“The walking is good…to keep the blood and the brain stirred up and active” –Mark Twain
Written more than 100 years ago, by a man with no institutional medical training, these words could be the mantra of several new programs designed to combat chronic health problems by encouraging people simply to go outside. Inspired by the recognition that children in particular spend far less time outside today than in the past, the headline example of these programs comes from Washington, DC where a local doctor is writing prescriptions telling children to spend more time in parks. While it may seem like a simple, even unscientific, idea, the benefits are real and apparent in his patients. More importantly, the program provides a blueprint for future environmental public health interventions.
Similar programs are appearing in other parts of the United States. The Centers for Disease Control (CDC) has partnered with the National Recreation and Parks Association to create park prescription programs around the country. These programs focus primarily on using the parks in order to increase exercise and combat diseases like obesity and diabetes. There are additional benefits related to psychological well-being and increased connection with the natural world. Beyond health and mental benefits, the programs are an exercise in community building. By encouraging utilization of the parks, they ensure that common spaces remain accessible to the entire community. Greater utilization from larger groups brings the community together in common spaces and encourages long-term maintenance of individual health as well as the health of the infrastructure (parks).
If that was all these programs accomplished they would be interesting but not as notable. But the DC program is more than just a doctor using creative prescriptions to help his patients. It’s also another example of how data can be used to improve an already good program. The program has built a database of all of the parks in DC that people can search by zip code. In addition to location, the database provides information about park attributes and can therefore recommend specific parks and activities based on what they want to do and where they live. With a database of just under 400 parks this might not qualify as Big Data but it shows how the availability and accessibility of data can be used effectively to strengthen public health interventions. Telling people to go outside is beneficial, but when you can tell them exactly where to go to do the things that most interest them it makes the program that much more effective.
This program should be commended for its design and the example it sets for other environmental public health interventions. It is not dependent on expensive treatment or continual outside intervention and so should be viable in the long-term and able to stand on its own. Further, rather than just talking about the benefits of Big Data, it effectively uses data to accentuate the program’s impact.

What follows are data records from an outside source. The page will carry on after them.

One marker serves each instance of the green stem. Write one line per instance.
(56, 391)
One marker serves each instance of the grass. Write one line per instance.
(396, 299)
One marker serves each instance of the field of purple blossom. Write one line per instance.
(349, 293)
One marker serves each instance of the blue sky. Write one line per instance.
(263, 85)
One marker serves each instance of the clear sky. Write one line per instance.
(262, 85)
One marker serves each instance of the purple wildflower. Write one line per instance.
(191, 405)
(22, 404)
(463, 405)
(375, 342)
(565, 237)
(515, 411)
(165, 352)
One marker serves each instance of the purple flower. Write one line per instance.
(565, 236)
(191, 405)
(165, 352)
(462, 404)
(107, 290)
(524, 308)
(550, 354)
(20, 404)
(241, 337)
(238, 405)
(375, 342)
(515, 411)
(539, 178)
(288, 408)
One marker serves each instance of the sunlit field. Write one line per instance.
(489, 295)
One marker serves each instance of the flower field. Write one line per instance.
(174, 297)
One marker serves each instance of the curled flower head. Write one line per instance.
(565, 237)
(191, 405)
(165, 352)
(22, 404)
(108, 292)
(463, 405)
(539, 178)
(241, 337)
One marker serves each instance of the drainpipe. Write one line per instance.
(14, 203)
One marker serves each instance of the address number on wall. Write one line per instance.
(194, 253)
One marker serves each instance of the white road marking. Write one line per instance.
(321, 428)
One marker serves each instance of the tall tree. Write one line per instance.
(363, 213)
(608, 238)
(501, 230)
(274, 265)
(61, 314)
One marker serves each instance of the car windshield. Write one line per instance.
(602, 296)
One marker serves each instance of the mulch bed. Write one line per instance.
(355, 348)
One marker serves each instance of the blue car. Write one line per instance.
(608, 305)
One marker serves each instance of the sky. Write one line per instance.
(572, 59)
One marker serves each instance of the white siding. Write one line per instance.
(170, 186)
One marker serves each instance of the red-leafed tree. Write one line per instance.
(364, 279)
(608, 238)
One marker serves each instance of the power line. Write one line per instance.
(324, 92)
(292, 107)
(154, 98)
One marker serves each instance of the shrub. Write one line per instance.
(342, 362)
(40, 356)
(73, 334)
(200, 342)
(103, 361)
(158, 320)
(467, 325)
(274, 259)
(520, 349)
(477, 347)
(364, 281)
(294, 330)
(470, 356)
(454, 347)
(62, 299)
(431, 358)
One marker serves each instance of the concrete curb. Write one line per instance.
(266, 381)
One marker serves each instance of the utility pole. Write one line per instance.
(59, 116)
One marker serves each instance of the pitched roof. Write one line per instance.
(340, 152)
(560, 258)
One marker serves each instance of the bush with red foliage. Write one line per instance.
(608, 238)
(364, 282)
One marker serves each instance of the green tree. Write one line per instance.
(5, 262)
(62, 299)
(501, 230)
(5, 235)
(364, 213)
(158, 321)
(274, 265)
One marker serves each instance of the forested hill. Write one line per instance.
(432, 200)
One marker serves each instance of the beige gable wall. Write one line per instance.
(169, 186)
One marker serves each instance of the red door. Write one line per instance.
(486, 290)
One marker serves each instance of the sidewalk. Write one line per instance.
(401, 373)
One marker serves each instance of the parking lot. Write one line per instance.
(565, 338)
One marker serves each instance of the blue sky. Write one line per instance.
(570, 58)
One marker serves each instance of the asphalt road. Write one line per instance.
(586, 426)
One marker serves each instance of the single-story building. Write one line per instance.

We know that the environment can make us sick. We also know that it can help keep us healthy. These prescriptions for parks programs have acknowledged this relationship and found ways to take advantage of it in ways that help patients. And while it uses data to inform the program, it is not dependent upon it or any other fragile system. All it depends upon is people going outside and walking. It is imminently scalable as well; as more people participate it will become easier to grow as exercising becomes a social, community event. And that leaves us with the full Twain quote from above:
“The walking is good to time the movement of the tongue by, and to keep the blood and the brain stirred up and active; the scenery and the woodsy smells are good to bear in upon a man an unconscious and unobtrusive charm and solace to eye and soul and sense; but the supreme pleasure comes from the talk. It is no matter whether one talks wisdom or nonsense, the case is the same, the bulk of the enjoyment lies in the wagging of the gladsome jaw and the flapping of the sympathetic ear.”